Sunday, July 29, 2007

What have they done to my hobby?


At the risk of sounding like an old coot, I am gonna post about how my gaming hobby is being ruined by becoming too mainstream. I started gaming back in the day on the Commodore Vic 20 and the game Zork. Needless to say the gaming industry has come a LONG way since then. Some of it has been for the better, some of it not.

There was a time when a game would come with a nice thick manual and involve a significant learning curve. I remember buying games and not even playing them until the next day while I read the manual and learned how to play. I can't remember the last time I bought a game with a manual thicker than fifteen or twenty pages. Ingame tutorials have been helpful, but when it comes down to it the publishers just want you to buy their hint book for another twenty bucks.

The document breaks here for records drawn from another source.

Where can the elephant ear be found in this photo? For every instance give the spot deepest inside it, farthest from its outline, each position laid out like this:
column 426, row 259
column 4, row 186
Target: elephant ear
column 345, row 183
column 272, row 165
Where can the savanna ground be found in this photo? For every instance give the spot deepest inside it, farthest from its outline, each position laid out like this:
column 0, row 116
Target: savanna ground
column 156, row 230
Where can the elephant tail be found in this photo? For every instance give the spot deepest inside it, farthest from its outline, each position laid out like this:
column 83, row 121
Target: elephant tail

Manuals are one thing, I'm okay if I can pick up a game and it is easy to play but hard to master. However, I am increasingly able to do less and less in games than I used to. In order to illustrate my point I am going to use two new racing games recently released for the Xbox 360 -- Forza 2 and DiRT. Both games are well done and fun to play, but my options are significantly limited when compared to old classics like Grand Prix Legends. For one thing, each game starts you out in events without any kind of qualifying run. Forza 2 puts you in position based on how powerful your car is for some reason putting the most powerful cars in front and DiRT starts you out last. What happened to qualifying for position? What is worse is when you do end up racing, the races are only a couple of laps. Has our collective attention span diminished that much? I remember when you could set the number of laps you wanted to race. How does it hurt anything if I want to race twenty laps? I am guessing this has something to do with online records and achievements. Even in DiRT's "exhibition" mode you can only go as high as five laps. The manuals have almost no help on setting up your car for better performance. Again, they want that hint book money.

This is just one minor example of how the gaming hobby is becoming watered down. It seems as time progresses we are given less options all the while paying more money. The future doesn't look too bright either with the success of the Wii and its reliance on the mini game. I would love to see Wii baseball with all the features of a full fledged title, but sadly it is looking more and more like the standard and not the exception.